Ленин - страница 34

Шрифт
Интервал


Когда старший брат с изумлением смотрел на него, Владимир говорил возбужденным, восхищенным голосом:

– Это вам нужно и ничего больше! Здесь тактика, стратегия и несомненная победа!

– Это хорошо для индустриального государства, а не для нашей Святой Руси с ее деревянными сохами, задымленными избами и знахарями! – запротестовал брат.

– Это хорошо для борьбы одного класса против всего общества – ответил Владимир.

В гимназии все шло по-прежнему. Ульянов постоянно был самым лучшим учеником. Даже если бы не был таким старательным и способным, легко было ему удержаться в этом положении.
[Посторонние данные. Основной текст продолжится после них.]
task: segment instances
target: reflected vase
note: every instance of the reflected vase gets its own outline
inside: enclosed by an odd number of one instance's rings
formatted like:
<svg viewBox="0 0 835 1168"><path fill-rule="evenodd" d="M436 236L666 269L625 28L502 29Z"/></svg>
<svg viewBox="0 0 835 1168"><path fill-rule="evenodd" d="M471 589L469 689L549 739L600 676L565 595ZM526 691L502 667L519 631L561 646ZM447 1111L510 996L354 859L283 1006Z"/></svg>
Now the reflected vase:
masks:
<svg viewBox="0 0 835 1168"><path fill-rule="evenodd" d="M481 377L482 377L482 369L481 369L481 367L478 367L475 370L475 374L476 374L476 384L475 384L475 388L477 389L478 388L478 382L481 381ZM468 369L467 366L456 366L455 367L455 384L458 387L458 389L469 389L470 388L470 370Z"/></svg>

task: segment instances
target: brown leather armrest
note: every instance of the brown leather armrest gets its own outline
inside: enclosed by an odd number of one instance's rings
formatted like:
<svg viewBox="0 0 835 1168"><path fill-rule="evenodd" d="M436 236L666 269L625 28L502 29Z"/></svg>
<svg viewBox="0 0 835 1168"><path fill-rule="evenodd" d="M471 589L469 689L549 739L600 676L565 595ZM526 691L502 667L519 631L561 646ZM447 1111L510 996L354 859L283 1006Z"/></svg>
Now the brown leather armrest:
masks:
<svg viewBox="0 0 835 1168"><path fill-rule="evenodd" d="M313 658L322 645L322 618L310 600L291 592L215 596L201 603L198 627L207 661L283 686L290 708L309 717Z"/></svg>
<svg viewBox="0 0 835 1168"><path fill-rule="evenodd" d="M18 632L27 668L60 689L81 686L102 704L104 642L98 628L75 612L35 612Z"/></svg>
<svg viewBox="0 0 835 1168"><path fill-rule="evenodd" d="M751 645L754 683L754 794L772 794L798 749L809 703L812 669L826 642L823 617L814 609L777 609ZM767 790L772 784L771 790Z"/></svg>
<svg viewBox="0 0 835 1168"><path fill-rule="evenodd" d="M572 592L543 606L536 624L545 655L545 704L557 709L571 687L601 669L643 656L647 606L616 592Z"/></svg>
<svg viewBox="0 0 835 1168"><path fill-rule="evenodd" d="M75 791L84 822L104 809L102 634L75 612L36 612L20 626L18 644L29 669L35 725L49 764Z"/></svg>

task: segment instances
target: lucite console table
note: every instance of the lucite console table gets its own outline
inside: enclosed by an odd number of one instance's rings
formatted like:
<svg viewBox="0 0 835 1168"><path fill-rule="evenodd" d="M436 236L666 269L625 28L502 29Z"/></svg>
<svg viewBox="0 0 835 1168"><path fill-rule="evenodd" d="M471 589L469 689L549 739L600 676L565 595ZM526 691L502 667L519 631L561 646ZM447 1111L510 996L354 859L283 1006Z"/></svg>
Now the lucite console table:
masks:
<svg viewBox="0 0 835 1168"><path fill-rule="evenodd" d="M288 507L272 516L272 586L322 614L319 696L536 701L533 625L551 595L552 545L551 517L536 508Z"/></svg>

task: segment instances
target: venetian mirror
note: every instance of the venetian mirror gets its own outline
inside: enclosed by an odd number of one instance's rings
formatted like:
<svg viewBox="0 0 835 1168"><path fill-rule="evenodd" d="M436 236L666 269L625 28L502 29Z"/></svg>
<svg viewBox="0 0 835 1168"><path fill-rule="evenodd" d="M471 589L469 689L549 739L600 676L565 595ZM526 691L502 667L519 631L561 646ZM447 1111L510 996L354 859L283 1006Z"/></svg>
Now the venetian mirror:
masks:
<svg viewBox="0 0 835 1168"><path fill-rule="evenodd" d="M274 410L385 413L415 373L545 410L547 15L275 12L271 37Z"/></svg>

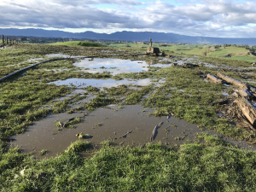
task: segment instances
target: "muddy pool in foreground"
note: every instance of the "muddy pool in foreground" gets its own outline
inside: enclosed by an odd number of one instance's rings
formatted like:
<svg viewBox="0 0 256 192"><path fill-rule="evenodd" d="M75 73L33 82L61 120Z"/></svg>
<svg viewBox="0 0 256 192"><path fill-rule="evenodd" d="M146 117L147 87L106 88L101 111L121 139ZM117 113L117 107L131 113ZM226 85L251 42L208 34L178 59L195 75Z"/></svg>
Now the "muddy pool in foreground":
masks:
<svg viewBox="0 0 256 192"><path fill-rule="evenodd" d="M84 117L84 112L67 114L49 114L47 118L36 122L23 134L12 137L16 139L13 146L20 146L25 152L32 152L34 157L41 159L55 156L63 152L73 142L78 140L76 134L83 132L90 137L85 140L93 145L99 145L102 142L110 141L119 146L143 146L150 142L150 137L154 126L158 125L158 133L153 143L161 143L164 145L174 146L184 143L187 139L193 141L198 132L208 132L218 135L212 131L201 131L196 125L179 120L171 116L148 116L153 108L146 108L140 105L108 106L88 113ZM67 122L73 117L83 117L82 122L75 125L75 129L57 130L55 121L63 119ZM160 124L161 125L160 125ZM96 125L101 124L100 126ZM131 131L125 137L123 136ZM224 140L232 144L238 144L241 148L251 148L245 142L233 141L227 137ZM40 156L39 152L47 149L48 153Z"/></svg>

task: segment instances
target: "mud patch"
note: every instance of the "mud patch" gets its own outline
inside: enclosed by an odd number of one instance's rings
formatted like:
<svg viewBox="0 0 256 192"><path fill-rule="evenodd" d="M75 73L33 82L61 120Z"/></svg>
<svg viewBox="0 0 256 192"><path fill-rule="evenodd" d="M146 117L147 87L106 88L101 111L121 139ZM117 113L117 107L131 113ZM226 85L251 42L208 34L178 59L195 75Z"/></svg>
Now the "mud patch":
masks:
<svg viewBox="0 0 256 192"><path fill-rule="evenodd" d="M120 146L143 146L150 142L154 127L158 126L158 133L153 143L163 145L175 146L183 143L186 140L193 141L198 132L206 132L197 128L196 125L189 124L174 117L162 116L156 118L148 116L154 112L152 108L145 108L140 105L124 106L121 108L111 105L98 108L82 119L82 123L77 124L76 129L57 129L54 122L64 121L74 117L83 116L84 112L73 114L66 113L48 115L30 126L28 131L13 137L12 143L20 146L25 152L32 152L36 158L42 158L39 152L46 149L48 153L44 157L55 156L63 152L71 143L76 141L78 133L88 134L85 137L93 145L99 145L103 141L110 141ZM212 131L210 134L218 135ZM232 141L223 137L225 141L234 145L246 146L243 142Z"/></svg>
<svg viewBox="0 0 256 192"><path fill-rule="evenodd" d="M149 62L143 61L131 61L121 59L101 59L101 58L85 58L74 63L73 65L81 68L89 68L86 72L96 73L105 71L110 72L113 74L123 73L137 73L148 71L150 67L167 67L172 64L148 64Z"/></svg>
<svg viewBox="0 0 256 192"><path fill-rule="evenodd" d="M49 84L55 84L57 85L62 85L67 84L68 86L76 86L77 88L83 88L87 86L93 86L93 87L118 87L121 84L132 84L132 85L148 85L151 83L150 79L139 79L137 81L131 81L127 79L124 79L123 80L115 80L112 79L67 79L66 80L57 80L51 82ZM161 80L160 83L164 83L163 80Z"/></svg>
Коллеги остались далеко позади. Некоторые из них не вышли за рамки безнадежного мещанства. Шестнадцати— или семнадцатилетние юноши имели пристрастие к попойкам и азартной игре в карты; предавались разврату, предпринимали ночные вылазки в предместья, на темные улочки, где угрожающе, дерзко пылали красные фонари публичных домов; флиртовали бесцеремонно с горничными, швеями и приезжающими в город деревенскими девушками, ищущими заработок. Никто ничего не читал, никого ничего не интересовало и не увлекало. Одна мысль руководила всеми: закончить любой ценой гимназию, а после нее университет или другое учебное заведение, стать чиновником и спокойно проводить беззаботную жизнь, озаряемую время от времени значительной взяткой, новым чином, орденом или высшей служебной номинацией.
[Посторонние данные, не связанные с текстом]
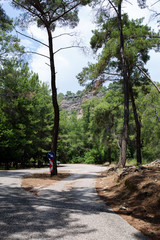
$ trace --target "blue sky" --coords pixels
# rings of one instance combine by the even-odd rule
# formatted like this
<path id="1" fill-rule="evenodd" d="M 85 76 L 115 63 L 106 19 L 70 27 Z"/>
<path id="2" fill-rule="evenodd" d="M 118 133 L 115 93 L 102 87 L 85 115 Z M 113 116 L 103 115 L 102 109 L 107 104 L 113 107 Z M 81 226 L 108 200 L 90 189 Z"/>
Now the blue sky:
<path id="1" fill-rule="evenodd" d="M 137 0 L 127 1 L 124 5 L 123 11 L 127 12 L 130 18 L 141 18 L 144 17 L 144 24 L 147 24 L 154 28 L 156 31 L 157 23 L 156 21 L 151 20 L 150 12 L 147 9 L 141 10 L 137 6 Z M 148 0 L 147 3 L 150 6 L 155 3 L 155 0 Z M 15 17 L 18 13 L 11 8 L 7 1 L 0 0 L 0 3 L 3 4 L 6 13 L 10 17 Z M 156 9 L 160 9 L 160 3 L 155 6 Z M 54 40 L 54 50 L 58 50 L 62 47 L 71 46 L 73 44 L 77 44 L 76 42 L 81 42 L 82 46 L 87 46 L 89 48 L 89 41 L 92 36 L 92 30 L 95 29 L 94 25 L 94 12 L 89 7 L 82 7 L 79 12 L 80 22 L 79 25 L 75 29 L 69 28 L 57 28 L 54 32 L 54 36 L 62 34 L 65 32 L 76 32 L 75 37 L 62 36 L 56 38 Z M 45 30 L 39 29 L 36 25 L 32 24 L 26 30 L 26 33 L 34 38 L 39 39 L 40 41 L 47 43 L 47 34 Z M 39 45 L 34 41 L 21 38 L 22 44 L 28 50 L 34 50 L 38 53 L 42 53 L 48 55 L 48 49 L 45 46 Z M 160 53 L 155 53 L 154 51 L 150 52 L 150 60 L 147 63 L 147 68 L 149 70 L 150 76 L 153 81 L 160 82 L 160 68 L 159 68 L 159 59 Z M 95 56 L 93 55 L 91 50 L 88 50 L 84 53 L 81 49 L 73 48 L 68 50 L 62 50 L 56 53 L 55 55 L 55 64 L 56 64 L 56 82 L 57 82 L 57 90 L 59 92 L 66 93 L 67 91 L 77 92 L 78 90 L 82 90 L 78 84 L 78 80 L 76 79 L 76 75 L 81 72 L 82 68 L 87 66 L 88 62 L 95 62 Z M 39 74 L 39 78 L 41 81 L 47 82 L 50 85 L 50 69 L 46 63 L 48 60 L 40 57 L 38 55 L 30 55 L 29 63 L 32 70 Z"/>

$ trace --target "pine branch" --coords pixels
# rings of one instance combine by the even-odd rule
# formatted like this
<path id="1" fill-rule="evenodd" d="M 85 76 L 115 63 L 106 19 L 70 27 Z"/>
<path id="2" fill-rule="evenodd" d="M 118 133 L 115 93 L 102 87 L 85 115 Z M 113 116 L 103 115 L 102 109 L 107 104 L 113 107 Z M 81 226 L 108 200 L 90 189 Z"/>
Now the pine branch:
<path id="1" fill-rule="evenodd" d="M 25 53 L 32 53 L 32 54 L 36 54 L 36 55 L 39 55 L 39 56 L 41 56 L 41 57 L 45 57 L 45 58 L 50 59 L 48 56 L 46 56 L 46 55 L 44 55 L 44 54 L 37 53 L 37 52 L 33 52 L 33 51 L 27 51 L 27 52 L 25 52 Z"/>
<path id="2" fill-rule="evenodd" d="M 33 37 L 30 37 L 30 36 L 28 36 L 28 35 L 26 35 L 26 34 L 24 34 L 24 33 L 21 33 L 21 32 L 19 32 L 19 31 L 17 31 L 16 29 L 15 29 L 15 31 L 16 31 L 16 33 L 18 33 L 18 34 L 20 34 L 20 35 L 22 35 L 22 36 L 24 36 L 24 37 L 30 38 L 30 39 L 34 40 L 35 42 L 38 42 L 38 43 L 44 45 L 45 47 L 48 47 L 48 48 L 49 48 L 49 46 L 48 46 L 47 44 L 45 44 L 45 43 L 43 43 L 43 42 L 41 42 L 41 41 L 39 41 L 39 40 L 37 40 L 37 39 L 35 39 L 35 38 L 33 38 Z"/>
<path id="3" fill-rule="evenodd" d="M 152 79 L 147 75 L 147 73 L 145 73 L 143 71 L 142 68 L 140 68 L 139 66 L 136 65 L 136 67 L 150 80 L 150 82 L 155 86 L 155 88 L 157 89 L 157 91 L 160 93 L 160 89 L 158 88 L 158 86 L 152 81 Z"/>

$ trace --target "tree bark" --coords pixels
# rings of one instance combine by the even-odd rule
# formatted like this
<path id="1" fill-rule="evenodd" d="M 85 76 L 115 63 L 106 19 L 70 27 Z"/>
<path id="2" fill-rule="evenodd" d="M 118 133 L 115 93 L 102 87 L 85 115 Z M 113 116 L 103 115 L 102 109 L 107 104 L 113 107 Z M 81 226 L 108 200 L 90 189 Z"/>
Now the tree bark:
<path id="1" fill-rule="evenodd" d="M 124 37 L 123 37 L 123 26 L 121 16 L 121 5 L 122 1 L 118 3 L 118 24 L 119 24 L 119 37 L 120 37 L 120 57 L 122 64 L 123 74 L 123 92 L 124 92 L 124 122 L 121 139 L 121 151 L 119 158 L 119 167 L 125 167 L 126 155 L 127 155 L 127 139 L 128 139 L 128 123 L 129 123 L 129 91 L 128 91 L 128 76 L 127 76 L 127 64 L 124 54 Z"/>
<path id="2" fill-rule="evenodd" d="M 57 152 L 57 141 L 59 132 L 59 106 L 57 101 L 57 88 L 56 88 L 56 72 L 53 54 L 53 42 L 52 42 L 52 32 L 47 28 L 48 41 L 49 41 L 49 54 L 50 54 L 50 68 L 51 68 L 51 89 L 52 89 L 52 103 L 54 108 L 54 126 L 51 142 L 51 151 L 55 154 L 53 159 L 53 172 L 51 175 L 57 175 L 57 164 L 56 164 L 56 152 Z"/>
<path id="3" fill-rule="evenodd" d="M 129 94 L 132 102 L 132 109 L 134 113 L 134 120 L 136 124 L 136 157 L 137 157 L 137 165 L 142 163 L 142 157 L 141 157 L 141 123 L 139 121 L 137 108 L 134 100 L 134 94 L 131 83 L 129 84 Z"/>

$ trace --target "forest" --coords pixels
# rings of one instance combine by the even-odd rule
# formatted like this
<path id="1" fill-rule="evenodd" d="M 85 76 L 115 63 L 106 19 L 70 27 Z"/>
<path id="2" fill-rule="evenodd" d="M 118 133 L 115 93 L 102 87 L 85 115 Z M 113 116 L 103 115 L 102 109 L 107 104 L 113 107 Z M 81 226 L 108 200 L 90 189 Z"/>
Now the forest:
<path id="1" fill-rule="evenodd" d="M 36 9 L 36 4 L 33 6 L 30 1 L 13 1 L 13 4 L 20 2 L 18 7 L 26 4 L 26 9 Z M 76 110 L 68 112 L 61 108 L 67 94 L 55 91 L 52 61 L 52 89 L 30 70 L 25 46 L 21 46 L 13 34 L 13 20 L 0 6 L 2 169 L 45 166 L 51 150 L 61 163 L 115 162 L 124 167 L 126 161 L 142 164 L 159 158 L 160 93 L 157 89 L 160 84 L 149 80 L 144 66 L 149 60 L 149 51 L 159 51 L 160 38 L 143 25 L 142 19 L 129 20 L 127 14 L 121 14 L 122 2 L 109 1 L 117 16 L 111 17 L 104 8 L 97 16 L 98 27 L 93 31 L 90 44 L 95 53 L 99 49 L 101 52 L 97 63 L 89 63 L 78 74 L 77 79 L 85 90 L 76 93 L 83 95 L 92 91 L 95 97 L 82 103 L 80 117 Z M 85 4 L 87 1 L 82 3 Z M 33 15 L 37 9 L 32 11 Z M 70 6 L 70 11 L 72 9 Z M 67 16 L 65 21 L 69 18 L 73 18 L 71 24 L 74 25 L 76 17 Z M 48 26 L 51 25 L 46 24 L 46 29 Z M 105 87 L 107 80 L 111 83 Z M 96 97 L 97 92 L 103 92 L 101 99 Z"/>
Был это период омертвения духа, оподления характеров, рабского молчания и безграничной угодливости – скучная, гнилая трясина жизни, на которую со слепой беспощадностью наступала тяжелая стопа Александра III; период, в котором церковь, наука, таланты сгибались перед могуществом династии. Была это тишина перед ужасной бурей; мучительное молчание, будящее тревогу, перед которой искали спасения для безвольного смирения, бессмысленного бытия, для существования, направляемого с высоты трона помазанника Божия.

Владимир, поняв это, простил «Народу и Воле» необоснованную и отчаянную мечтательность. Чувствовал, что был это стихийный протест. Не шла речь здесь ни о России, ни о народе. Нужно было встряхнуть всю страну, заставить ее выйти из состояния инертности, хотя бы и взрывом адской машины.

Между ним и братом внезапно оборвалась без всякой видимой причины нить близких и духовных отношений. Был он для Александра излишне трезвым, излишне смело смотрящим правде в глаза, излишне строгим. Кроме того, он не скрывал, что не считал брата созданным для революционной деятельности.